Town Employee Charged With Setting Up Crypto Mining Operation at High School


COHASSET – An ex-town employee has been accused of running an illicit business in a Cohasset High School building. Nadeam Nahas, a 39-year-old former assistant facilities director, was set to be arraigned at Quincy District Court on Thursday, but failed to appear, prompting the judge to issue an arrest warrant.

Police say the sham business was discovered by another person in a “remote crawl space” underneath the school in December 2020. Upon further inspection, the individual noticed several computers and electrical wires that seemed out of the ordinary.

Investigation into the matter revealed that the operation was illegally using power from the high school’s electrical system.

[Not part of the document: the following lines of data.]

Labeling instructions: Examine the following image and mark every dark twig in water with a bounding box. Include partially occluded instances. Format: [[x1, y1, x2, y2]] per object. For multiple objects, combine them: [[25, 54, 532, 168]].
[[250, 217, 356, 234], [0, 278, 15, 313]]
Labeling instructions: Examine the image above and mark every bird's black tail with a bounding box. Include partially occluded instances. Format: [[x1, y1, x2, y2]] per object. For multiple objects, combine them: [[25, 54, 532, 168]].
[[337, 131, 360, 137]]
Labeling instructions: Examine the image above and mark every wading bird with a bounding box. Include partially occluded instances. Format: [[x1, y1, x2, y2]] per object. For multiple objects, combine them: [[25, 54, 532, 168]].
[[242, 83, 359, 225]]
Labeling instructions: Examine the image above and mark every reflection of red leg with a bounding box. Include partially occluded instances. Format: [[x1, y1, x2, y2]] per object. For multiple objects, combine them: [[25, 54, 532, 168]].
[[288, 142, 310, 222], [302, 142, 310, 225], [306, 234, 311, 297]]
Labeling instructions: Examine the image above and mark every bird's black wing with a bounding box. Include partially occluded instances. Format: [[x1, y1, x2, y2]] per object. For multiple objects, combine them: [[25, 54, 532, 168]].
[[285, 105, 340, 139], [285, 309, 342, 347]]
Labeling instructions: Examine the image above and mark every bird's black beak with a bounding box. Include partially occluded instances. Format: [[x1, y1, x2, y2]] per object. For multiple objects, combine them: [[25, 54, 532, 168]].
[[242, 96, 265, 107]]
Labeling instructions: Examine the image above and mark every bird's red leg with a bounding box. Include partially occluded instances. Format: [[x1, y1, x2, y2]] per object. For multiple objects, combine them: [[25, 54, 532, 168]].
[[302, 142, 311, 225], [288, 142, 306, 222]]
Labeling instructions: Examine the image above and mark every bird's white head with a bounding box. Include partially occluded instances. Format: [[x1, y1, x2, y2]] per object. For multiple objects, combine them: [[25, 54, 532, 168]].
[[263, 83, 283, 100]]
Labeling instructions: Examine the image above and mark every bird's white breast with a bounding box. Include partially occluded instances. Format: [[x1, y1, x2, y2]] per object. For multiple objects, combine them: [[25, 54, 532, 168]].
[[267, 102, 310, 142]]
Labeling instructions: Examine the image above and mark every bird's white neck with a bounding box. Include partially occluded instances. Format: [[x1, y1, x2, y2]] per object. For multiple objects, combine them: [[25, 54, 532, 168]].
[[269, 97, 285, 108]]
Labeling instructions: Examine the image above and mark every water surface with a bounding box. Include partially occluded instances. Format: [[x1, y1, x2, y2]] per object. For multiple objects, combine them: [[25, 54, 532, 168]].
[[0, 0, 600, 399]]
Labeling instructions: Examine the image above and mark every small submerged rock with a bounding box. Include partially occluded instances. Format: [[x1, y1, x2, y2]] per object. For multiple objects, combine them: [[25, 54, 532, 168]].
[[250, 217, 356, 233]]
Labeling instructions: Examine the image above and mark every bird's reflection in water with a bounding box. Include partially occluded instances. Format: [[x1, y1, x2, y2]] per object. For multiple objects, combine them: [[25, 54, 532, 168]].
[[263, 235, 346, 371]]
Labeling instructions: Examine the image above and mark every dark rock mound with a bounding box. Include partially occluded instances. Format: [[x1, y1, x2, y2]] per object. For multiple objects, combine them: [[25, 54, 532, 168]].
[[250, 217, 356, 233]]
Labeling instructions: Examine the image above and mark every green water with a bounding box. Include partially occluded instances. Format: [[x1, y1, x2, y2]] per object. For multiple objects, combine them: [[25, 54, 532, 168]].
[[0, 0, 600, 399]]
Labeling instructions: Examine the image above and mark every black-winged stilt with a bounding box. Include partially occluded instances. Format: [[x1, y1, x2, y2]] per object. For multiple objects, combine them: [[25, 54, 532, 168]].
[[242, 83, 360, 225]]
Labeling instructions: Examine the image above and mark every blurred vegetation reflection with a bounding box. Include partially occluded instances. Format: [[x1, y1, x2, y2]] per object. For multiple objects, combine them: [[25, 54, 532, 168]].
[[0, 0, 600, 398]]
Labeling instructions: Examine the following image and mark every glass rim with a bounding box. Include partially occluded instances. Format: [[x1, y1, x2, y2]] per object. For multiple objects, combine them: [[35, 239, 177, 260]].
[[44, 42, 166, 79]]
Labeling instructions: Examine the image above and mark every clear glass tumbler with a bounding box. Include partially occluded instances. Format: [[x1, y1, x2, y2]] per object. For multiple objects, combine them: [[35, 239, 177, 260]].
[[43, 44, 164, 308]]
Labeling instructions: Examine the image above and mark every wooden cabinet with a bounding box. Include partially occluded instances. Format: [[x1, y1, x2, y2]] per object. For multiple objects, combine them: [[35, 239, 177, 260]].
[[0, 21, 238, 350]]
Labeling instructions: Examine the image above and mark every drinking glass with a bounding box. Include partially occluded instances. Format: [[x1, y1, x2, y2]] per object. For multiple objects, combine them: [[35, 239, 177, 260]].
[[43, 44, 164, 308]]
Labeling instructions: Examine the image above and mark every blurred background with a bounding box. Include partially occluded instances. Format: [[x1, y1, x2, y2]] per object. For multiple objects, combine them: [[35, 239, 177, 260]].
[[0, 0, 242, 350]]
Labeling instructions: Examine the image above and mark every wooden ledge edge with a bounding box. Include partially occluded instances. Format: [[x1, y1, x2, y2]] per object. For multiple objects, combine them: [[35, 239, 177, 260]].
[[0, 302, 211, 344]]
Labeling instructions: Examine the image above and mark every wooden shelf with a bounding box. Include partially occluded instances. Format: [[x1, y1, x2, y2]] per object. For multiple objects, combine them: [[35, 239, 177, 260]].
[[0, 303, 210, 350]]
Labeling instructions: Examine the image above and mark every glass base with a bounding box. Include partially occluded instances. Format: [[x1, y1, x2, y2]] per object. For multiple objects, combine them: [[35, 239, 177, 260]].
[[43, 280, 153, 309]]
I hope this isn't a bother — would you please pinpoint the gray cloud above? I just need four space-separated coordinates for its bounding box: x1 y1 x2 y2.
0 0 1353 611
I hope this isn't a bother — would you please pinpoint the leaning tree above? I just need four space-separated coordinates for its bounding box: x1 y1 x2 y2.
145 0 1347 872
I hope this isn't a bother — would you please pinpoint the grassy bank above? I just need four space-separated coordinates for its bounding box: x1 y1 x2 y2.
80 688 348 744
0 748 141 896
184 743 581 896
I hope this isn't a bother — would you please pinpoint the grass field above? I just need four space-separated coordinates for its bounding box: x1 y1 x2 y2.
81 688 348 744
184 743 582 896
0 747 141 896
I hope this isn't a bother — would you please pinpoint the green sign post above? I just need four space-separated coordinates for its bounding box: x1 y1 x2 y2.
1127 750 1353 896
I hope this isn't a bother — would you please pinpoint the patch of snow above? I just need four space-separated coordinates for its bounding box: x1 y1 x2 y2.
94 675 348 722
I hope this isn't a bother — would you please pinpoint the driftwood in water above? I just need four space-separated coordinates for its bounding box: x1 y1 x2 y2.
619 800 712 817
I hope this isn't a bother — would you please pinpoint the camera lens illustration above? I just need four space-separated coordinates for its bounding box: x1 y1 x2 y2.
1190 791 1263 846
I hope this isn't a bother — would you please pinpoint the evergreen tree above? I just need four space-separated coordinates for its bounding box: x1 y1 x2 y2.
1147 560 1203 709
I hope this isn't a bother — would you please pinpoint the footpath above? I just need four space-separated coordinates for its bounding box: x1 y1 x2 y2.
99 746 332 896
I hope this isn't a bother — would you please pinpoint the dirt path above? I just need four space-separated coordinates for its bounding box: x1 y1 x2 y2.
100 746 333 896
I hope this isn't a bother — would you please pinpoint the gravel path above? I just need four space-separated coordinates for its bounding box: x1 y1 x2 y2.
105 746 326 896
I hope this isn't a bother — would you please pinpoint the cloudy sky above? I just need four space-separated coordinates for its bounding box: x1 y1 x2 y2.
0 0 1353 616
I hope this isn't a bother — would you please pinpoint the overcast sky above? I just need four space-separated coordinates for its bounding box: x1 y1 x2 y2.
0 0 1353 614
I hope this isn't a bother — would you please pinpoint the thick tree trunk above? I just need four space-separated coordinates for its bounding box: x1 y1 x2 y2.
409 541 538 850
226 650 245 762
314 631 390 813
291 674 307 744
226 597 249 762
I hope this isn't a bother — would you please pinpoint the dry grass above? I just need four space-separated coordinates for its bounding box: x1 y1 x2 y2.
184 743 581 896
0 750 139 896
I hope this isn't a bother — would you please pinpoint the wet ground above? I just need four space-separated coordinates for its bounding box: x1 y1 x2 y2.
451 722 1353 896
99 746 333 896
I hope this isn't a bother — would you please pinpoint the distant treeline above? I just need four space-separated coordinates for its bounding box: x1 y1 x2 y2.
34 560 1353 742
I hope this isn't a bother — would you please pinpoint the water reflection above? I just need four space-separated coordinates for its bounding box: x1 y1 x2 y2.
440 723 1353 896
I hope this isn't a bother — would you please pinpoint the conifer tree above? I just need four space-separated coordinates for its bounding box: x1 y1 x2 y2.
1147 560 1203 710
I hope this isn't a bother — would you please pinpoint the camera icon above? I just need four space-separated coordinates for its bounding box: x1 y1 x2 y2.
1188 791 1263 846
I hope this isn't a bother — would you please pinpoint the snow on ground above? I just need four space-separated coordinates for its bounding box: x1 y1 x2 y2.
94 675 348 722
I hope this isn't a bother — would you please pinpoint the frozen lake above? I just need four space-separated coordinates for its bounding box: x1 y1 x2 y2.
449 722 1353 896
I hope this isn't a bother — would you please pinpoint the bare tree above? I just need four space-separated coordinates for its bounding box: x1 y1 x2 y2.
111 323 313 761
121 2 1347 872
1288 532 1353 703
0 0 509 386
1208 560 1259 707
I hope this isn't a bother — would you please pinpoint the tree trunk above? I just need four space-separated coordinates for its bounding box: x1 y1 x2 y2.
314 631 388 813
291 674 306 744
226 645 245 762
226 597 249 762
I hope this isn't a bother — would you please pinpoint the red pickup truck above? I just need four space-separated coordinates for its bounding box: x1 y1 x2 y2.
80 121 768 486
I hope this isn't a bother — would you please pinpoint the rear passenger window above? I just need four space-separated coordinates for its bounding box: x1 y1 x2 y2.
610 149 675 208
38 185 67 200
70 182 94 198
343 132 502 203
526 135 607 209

With the assistance of the Coast Guard and Homeland Security, police were able to safely removed the mining equipment and trace its origin.

The equipment used in the alleged crypto mining operation. Cohasset.

Cohasset Police

Consequently, Nahas was arrested and charged with larceny over $1,200, destruction of property, trespassing, and breaking and entering at night.

Investigations have revealed an alleged cryptocurrency ‘mining operation’ running in the crawlspace of Cohasset High School, believed to be administered by a former town employee. Larry Glazer, Managing Partner at Mayflower Advisors in Boston, stated that it appeared the suspect had been using the facility to generate their own profits from public funds.

“It’s something that can’t be done quickly or easily at home in the Northeast, given the high cost of electricity,” Glazer said. “Essentially, the assailant was stealing electricity from the taxpayers and the community.”

Following a three-month probe, police apprehended the individual for misappropriation of electricity and vandalism of school property. The suspect left their job in 2020, according to police.

Cohasset Public Schools issued a statement to WBZ-TV, saying, “We cooperated with the Cohasset Police throughout the investigation,” though they declined to comment further.

Cryptocurrencies, also known as digital money, can be created or purchased through a process called ‘mining’, which requires specialized computer processors and substantial amounts of electrical energy. As CBS News explains, this is often uneconomical to do at home.